Readings:

• Lynch, 256-272

• "Tundale's Vision," in Eileen Gardiner, Visions of Heaven and Hell before Dante, 149-195 [blackboard site]

Le pèlerinage de l'âme .
Oxford, Bodleian MS Douce 305, fol. 24r

 

 

 

 

 

 

 

 

 

 

 

The medieval cosmos was simultaneously smaller and larger than ours. Smaller in the sense that the space beyond the earth was perceived as finite. The starry heaven (the firmament) occupied a fixed place within God's creation. But the medieval cosmos was larger in the sense that the boundaries between living and dead, this world and the next were drawn in such a way that the cosmos extended beyond what we would call "the natural world." Heaven, hell, and purgatory occupied actual space, and visions of the afterlife (whether ghosts communing with the living, or travels to the afterlife) highlight the intersection between the world of the living and the world of the dead.

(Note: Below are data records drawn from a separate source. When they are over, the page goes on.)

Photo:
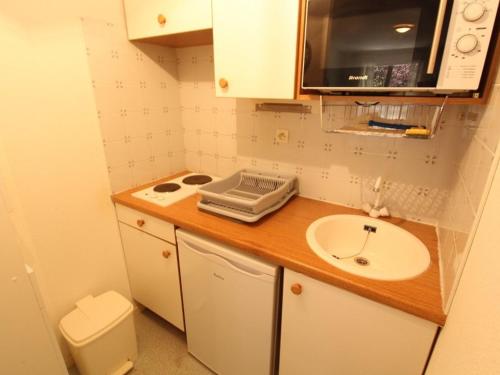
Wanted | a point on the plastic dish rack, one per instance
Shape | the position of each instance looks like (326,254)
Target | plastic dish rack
(247,195)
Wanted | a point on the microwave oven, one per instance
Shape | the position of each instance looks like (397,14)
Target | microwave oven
(405,45)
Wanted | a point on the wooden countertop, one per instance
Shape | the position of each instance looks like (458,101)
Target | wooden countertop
(280,238)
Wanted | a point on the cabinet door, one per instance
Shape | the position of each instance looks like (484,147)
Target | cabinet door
(153,273)
(255,46)
(327,330)
(180,16)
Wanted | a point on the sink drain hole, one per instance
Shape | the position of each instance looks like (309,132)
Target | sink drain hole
(362,261)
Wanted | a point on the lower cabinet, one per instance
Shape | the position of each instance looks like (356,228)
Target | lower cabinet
(153,273)
(327,330)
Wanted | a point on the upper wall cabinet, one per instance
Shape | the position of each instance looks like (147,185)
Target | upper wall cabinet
(255,46)
(177,23)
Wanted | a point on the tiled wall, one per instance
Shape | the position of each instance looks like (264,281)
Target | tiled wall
(223,135)
(137,100)
(476,146)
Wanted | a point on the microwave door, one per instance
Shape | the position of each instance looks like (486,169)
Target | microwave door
(373,45)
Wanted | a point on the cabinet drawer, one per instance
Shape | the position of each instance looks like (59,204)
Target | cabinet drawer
(147,223)
(152,18)
(153,273)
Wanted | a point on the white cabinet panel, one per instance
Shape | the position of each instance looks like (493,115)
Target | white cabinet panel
(255,46)
(153,273)
(180,16)
(327,330)
(146,223)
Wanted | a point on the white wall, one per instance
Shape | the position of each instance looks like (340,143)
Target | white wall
(224,134)
(137,102)
(474,152)
(469,342)
(53,145)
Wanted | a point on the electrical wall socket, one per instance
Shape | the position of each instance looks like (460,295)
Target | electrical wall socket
(281,136)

Read through Lynch to get an understanding of the medieval Christian view of the world, a narrative of salvation extending from God's creation as described in Genesis to the end of the world and final judgment as described in Revelation. Everything that happens in human history exists on this path from creation to the end of time. Two intertwined cycles of judgment/salvation consumed the medieval imagination. The first was collective: at the end of time, all humanity, the living and the dead, would experience final judgment. At various moments in time, apocalyptic expectation was heightened and is evident in literature, art, and social behavior. If you've never read the Book of Revelation, I recommend that you do so. The second cycle of judgment/salvation was personal: at death, each individual soul would be judged immediately and would receive an appropriate type of punishment or reward, until the final judgment that would come with the second coming of Christ and the end of time.

The fate of the individual soul is the subject of our primary source reading for this week, "Tundale's vision." From a Latin text written by an Irish monk in 1149, the work was translated into over a dozen vernacular languages and was enormously popular for centuries after its composition. For more information on the text, read from p. 252 at the back of the pdf document. If you find the beginning rather shapeless and repetitive, you won't be the first modern reader to think so. What I want you to try to figure out is why this text was so compelling to medieval readers all over Europe. What assumptions about human nature, life, death, and the afterlife can be teased out of the work?

If your eyes start to glaze over during the first part of the text, you can look forward to Chapter 12's descent into the depths, where things take a really dark turn. Near the pit of Satan himself, this evil is so bad, it sucks life out of whatever comes near. But compared to the detailed depiction of the torments of purgatory, relatively little time is spent in hell, and then our soul gradually makes his way toward heaven.

Paper Topic: (For instructions on writing the short papers, click here.) Tundale's vision must have struck a chord with medieval readers/listeners to acheive the longstanding popularity that it did. What do you think made the text so compelling? Do you think the narrative focus of the story is on this world or the next?